To finish this TH05 stretch, we've got a feature that's exclusive to TH05
for once! As the final memory management innovation in PC-98 Touhou, TH05
provides a single static (64 * 26)-byte array for storing up to 64
entities of a custom type, specific to a stage or boss portion.
(Edit (2023-05-29): This system actually debuted in
📝 TH04, where it was used for much simpler
entities.)
TH05 uses this array for
the Stage 2 star particles,
Alice's puppets,
the tip of curve ("jello") bullets,
Mai's snowballs and Yuki's fireballs,
Yumeko's swords,
and Shinki's 32×32 bullets,
which makes sense, given that only one of those will be active at any
given time.
On the surface, they all appear to share the same 26-byte structure, with
consistently sized fields, merely using its 5 generic fields for different
purposes. Looking closer though, there actually are differences in
the signedness of certain fields across the six types. uth05win chose to
declare them as entirely separate structures, and given all the semantic
differences (pixels vs. subpixels, regular vs. tiny master.lib sprites,
…), it made sense to do the same in ReC98. It quickly turned out to be the
only solution to meet my own standards of code readability.

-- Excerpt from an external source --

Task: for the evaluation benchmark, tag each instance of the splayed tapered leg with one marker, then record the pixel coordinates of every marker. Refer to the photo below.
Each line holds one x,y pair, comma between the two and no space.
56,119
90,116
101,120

Which blew this one up to two pushes once again… But now, modders can
trivially resize any of those structures without affecting the other types
within the original (64 * 26)-byte boundary, even without full position
independence. While you'd still have to reduce the type-specific
number of distinct entities if you made any structure larger, you
could also have more entities with fewer structure members.
As for the types themselves, they're full of redundancy once again – as
you might have already expected from seeing #4, #5, and #6 listed as
unrelated to each other. Those could have indeed been merged into a single
32×32 bullet type, supporting all the unique properties of #4
(destructible, with optional revenge bullets), #5 (optional number of
twirl animation frames before they begin to move) and #6 (delay clouds).
The *_add(), *_update(), and *_render()
functions of #5 and #6 could even already be completely
reverse-engineered from just applying the structure onto the ASM, with the
ones of #3 and #4 only needing one more RE push.
But perhaps the most interesting discovery here is in the curve bullets:
TH05 only renders every second one of the 17 nodes in a curve
bullet, yet hit-tests every single one of them. In practice, this is an
acceptable optimization though – you only start to notice jagged edges and
gaps between the fragments once their speed exceeds roughly 11 pixels per
second:
And that brings us to the last 20% of TH05 position independence! But
first, we'll have more cheap and fast TH01 progress.